WHERE DID THAT MONEY GO?

So far, the state’s school construction agency has wasted millions of dollars, rushing to acquire properties and break ground for schools without sufficient planning. A few of the biggest examples:

GLOUCESTER CITY — Nearly $13 million was spent to buy and tear down 70 properties, amounting to a $3.5 million loss in taxable properties, to make way for a school that still doesn’t exist.

CAMDEN — The state bought 34 properties — gutting three city blocks next to a downtown area that local leaders had hoped would lead the city’s revitalization — and there’s still no new school.

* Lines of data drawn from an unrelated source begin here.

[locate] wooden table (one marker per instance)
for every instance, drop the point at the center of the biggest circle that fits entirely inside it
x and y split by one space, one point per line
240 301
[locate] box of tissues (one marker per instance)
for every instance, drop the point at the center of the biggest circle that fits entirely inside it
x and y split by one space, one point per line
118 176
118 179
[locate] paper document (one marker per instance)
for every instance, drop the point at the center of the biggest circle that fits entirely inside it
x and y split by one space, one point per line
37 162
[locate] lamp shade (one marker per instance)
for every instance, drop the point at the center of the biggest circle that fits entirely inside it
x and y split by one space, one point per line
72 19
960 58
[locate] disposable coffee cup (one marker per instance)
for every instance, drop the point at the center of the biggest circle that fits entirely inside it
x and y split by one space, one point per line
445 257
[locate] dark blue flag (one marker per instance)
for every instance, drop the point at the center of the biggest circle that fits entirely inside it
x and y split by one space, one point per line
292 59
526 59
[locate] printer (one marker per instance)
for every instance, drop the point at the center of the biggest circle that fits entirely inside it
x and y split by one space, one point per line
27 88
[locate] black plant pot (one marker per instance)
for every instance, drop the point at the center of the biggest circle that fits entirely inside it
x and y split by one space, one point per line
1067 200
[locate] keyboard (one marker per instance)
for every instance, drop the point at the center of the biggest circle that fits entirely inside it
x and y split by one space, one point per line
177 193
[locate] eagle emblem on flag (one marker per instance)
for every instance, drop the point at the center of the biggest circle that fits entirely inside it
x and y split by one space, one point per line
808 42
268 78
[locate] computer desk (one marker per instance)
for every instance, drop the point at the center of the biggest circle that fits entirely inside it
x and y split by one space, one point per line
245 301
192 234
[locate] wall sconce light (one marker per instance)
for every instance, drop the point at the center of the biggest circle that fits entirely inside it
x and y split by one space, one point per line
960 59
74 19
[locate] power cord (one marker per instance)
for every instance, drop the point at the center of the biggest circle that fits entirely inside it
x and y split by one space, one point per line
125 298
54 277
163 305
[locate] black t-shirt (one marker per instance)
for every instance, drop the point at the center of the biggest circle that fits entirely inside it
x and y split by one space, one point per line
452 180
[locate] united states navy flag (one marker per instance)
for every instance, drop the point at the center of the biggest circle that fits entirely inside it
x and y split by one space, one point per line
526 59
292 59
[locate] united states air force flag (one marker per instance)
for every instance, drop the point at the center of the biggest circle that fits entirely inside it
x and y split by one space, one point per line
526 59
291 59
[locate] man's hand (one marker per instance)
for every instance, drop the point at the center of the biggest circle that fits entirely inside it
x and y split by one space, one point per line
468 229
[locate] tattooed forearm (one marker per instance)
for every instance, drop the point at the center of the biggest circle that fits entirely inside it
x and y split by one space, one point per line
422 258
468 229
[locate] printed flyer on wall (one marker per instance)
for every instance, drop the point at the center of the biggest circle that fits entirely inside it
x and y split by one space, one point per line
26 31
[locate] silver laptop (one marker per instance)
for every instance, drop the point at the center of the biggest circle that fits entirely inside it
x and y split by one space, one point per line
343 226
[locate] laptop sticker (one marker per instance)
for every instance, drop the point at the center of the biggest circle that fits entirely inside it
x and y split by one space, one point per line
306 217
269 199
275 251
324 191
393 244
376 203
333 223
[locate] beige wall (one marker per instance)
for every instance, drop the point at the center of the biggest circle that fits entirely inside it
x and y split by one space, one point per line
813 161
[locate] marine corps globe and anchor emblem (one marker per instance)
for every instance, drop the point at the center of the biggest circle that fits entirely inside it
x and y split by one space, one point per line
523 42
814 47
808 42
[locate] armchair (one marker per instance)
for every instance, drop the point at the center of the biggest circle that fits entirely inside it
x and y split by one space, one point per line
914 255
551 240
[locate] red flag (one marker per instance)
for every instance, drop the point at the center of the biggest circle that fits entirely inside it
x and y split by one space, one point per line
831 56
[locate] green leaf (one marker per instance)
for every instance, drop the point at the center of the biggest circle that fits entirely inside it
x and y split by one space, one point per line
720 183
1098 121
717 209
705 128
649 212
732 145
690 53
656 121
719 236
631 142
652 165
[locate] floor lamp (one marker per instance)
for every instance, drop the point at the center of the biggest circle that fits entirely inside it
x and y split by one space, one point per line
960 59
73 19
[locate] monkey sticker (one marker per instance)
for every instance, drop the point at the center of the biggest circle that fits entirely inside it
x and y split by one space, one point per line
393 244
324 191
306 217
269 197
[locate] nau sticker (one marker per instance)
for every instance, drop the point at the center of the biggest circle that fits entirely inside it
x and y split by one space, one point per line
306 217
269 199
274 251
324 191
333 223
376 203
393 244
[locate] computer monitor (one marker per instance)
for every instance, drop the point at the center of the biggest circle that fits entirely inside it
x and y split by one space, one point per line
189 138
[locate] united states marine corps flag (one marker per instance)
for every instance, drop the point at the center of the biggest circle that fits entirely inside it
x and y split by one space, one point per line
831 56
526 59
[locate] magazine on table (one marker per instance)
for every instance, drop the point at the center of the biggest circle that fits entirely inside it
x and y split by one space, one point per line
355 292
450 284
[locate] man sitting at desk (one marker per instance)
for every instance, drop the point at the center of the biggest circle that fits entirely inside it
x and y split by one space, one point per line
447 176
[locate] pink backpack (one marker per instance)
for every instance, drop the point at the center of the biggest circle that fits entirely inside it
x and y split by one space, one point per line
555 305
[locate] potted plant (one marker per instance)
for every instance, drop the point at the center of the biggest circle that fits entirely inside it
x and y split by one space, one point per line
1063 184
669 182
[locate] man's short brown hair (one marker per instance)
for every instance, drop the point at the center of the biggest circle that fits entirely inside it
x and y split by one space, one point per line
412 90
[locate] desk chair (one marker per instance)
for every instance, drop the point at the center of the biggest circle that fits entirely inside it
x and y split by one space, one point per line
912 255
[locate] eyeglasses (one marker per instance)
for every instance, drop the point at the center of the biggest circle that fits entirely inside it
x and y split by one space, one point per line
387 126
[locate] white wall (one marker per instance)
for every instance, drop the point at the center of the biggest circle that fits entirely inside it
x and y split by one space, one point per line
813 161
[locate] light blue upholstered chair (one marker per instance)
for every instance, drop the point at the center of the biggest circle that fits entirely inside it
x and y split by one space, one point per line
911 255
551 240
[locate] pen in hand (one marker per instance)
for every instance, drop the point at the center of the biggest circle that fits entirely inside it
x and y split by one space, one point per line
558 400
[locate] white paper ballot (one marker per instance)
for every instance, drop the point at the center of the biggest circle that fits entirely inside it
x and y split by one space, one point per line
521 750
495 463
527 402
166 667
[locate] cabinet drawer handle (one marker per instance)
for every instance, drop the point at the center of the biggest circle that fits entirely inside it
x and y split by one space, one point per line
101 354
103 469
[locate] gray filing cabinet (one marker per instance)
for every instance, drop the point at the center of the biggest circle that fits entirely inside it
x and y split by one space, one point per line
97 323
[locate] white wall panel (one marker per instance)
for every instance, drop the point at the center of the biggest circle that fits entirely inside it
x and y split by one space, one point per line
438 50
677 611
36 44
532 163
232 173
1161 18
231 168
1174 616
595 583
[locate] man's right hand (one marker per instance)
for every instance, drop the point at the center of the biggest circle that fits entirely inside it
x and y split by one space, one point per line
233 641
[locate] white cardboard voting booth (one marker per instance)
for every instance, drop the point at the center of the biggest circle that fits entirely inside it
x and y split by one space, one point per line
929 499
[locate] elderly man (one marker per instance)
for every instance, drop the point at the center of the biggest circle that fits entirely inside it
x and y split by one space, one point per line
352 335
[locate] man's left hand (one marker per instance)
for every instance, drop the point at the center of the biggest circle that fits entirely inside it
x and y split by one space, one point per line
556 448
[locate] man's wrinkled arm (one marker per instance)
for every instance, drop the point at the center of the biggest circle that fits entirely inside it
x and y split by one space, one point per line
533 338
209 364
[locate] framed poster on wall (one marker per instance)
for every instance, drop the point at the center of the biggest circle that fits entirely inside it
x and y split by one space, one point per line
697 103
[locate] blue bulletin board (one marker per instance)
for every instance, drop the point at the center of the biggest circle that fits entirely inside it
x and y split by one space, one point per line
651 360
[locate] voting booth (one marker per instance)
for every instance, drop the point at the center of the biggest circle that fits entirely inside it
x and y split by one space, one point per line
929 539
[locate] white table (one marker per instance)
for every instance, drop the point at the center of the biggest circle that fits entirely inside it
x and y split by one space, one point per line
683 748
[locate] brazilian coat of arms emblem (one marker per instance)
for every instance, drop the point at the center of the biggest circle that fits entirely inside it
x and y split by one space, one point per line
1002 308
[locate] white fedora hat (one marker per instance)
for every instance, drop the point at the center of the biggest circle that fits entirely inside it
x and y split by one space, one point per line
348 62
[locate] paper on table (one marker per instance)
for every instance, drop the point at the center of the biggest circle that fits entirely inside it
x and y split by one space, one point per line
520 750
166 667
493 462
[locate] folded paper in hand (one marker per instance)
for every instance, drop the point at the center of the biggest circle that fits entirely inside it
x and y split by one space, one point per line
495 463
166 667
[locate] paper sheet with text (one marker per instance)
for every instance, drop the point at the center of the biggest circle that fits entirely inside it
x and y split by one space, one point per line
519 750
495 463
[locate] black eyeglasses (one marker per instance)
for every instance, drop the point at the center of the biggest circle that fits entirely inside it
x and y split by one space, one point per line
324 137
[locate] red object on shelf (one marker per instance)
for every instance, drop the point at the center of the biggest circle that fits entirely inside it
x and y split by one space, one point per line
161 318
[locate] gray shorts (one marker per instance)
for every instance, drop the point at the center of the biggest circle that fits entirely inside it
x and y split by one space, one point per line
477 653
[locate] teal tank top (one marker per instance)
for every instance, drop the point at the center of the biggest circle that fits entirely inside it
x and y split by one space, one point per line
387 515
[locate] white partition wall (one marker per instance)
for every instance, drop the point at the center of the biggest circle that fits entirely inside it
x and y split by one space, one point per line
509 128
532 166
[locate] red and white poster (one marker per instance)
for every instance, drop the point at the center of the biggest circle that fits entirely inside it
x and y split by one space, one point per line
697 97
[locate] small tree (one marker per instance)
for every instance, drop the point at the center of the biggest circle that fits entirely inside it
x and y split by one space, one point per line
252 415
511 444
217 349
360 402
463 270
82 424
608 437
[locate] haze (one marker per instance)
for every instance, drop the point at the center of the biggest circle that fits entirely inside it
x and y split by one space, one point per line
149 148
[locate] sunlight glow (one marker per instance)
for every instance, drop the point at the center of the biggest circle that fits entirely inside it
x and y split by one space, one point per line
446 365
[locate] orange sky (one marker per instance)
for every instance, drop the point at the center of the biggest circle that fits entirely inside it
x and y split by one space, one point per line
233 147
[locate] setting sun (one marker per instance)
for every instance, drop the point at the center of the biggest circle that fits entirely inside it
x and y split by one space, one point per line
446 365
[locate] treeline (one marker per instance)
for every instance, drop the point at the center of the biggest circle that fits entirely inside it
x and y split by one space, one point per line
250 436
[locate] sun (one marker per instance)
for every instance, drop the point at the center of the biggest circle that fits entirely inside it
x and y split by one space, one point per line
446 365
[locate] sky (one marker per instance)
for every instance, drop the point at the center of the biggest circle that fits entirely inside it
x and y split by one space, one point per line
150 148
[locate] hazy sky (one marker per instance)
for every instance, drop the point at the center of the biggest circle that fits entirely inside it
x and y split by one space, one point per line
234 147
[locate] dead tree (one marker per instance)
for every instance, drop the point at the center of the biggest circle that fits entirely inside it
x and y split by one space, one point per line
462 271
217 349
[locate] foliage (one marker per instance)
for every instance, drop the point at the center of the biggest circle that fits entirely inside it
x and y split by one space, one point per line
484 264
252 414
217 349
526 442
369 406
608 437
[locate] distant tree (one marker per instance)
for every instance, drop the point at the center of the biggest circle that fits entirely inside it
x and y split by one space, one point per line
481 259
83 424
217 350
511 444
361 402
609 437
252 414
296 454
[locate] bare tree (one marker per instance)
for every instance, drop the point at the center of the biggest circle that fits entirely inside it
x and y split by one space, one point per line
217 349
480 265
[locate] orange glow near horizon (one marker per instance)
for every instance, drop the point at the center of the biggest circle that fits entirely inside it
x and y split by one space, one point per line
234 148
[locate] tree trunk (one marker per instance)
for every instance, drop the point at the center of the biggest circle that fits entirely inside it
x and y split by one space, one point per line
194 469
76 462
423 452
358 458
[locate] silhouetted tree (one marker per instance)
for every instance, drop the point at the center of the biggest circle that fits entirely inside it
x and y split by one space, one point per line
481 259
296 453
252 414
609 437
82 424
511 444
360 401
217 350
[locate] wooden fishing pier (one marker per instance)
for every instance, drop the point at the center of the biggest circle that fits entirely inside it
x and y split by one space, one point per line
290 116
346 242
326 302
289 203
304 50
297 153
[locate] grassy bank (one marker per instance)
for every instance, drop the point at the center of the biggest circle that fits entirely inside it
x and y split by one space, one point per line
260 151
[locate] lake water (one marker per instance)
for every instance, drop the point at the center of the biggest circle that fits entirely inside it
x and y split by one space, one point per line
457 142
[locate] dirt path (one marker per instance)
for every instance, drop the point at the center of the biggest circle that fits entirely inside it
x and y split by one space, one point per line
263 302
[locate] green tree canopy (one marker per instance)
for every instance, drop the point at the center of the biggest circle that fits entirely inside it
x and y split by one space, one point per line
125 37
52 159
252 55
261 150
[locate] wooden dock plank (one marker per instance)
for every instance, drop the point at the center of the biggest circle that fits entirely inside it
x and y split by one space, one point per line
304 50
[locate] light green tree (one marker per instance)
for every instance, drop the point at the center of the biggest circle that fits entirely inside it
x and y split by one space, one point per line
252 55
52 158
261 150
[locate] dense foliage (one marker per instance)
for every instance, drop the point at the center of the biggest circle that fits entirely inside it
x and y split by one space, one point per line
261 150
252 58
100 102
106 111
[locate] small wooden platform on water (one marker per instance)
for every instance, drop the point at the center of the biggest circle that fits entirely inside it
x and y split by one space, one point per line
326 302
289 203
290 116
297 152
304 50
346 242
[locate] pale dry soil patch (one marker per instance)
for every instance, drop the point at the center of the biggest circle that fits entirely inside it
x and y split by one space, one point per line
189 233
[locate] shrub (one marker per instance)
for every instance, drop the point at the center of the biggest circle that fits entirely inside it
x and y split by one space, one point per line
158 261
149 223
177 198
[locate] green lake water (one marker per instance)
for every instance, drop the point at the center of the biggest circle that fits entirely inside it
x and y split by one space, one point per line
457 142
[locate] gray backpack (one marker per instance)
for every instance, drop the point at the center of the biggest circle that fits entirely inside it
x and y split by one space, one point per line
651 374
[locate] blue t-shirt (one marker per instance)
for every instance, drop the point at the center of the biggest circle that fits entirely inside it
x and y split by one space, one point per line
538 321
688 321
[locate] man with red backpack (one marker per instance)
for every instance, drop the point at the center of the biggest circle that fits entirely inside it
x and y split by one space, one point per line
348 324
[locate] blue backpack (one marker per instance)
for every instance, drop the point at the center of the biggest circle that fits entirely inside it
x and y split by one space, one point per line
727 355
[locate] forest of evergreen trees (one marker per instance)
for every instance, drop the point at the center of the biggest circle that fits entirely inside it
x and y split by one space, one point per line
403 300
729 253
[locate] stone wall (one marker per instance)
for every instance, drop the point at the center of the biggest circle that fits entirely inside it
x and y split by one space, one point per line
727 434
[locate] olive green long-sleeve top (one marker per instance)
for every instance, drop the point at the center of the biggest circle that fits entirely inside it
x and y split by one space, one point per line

PHILLIPSBURG — Hundreds of high schoolers still take classes in dozens of trailers, which the state has leased for more than a decade at a cost of more than $100,000 annually. The state built seven athletic fields and sank millions into site development for a planned school that remains a field full of weeds. As the trailers keep multiplying, the school’s auditorium is used for study hall, the library for classes and the faculty lounge as a pottery room. “Sometimes, we use the bathroom as a counseling center,” said Phillipsburg’s school nurse, Linda Frick. “It’s a quiet room. You get creative.”

NEW BRUNSWICK — Students at Redshaw Elementary School are housed in a large warehouse at an industrial complex, where they’ve been stuck since their building was knocked down in 2006. Thanks to the smell from neighboring factories, the whole school is “like a stink bomb,” according to one fifth-grader.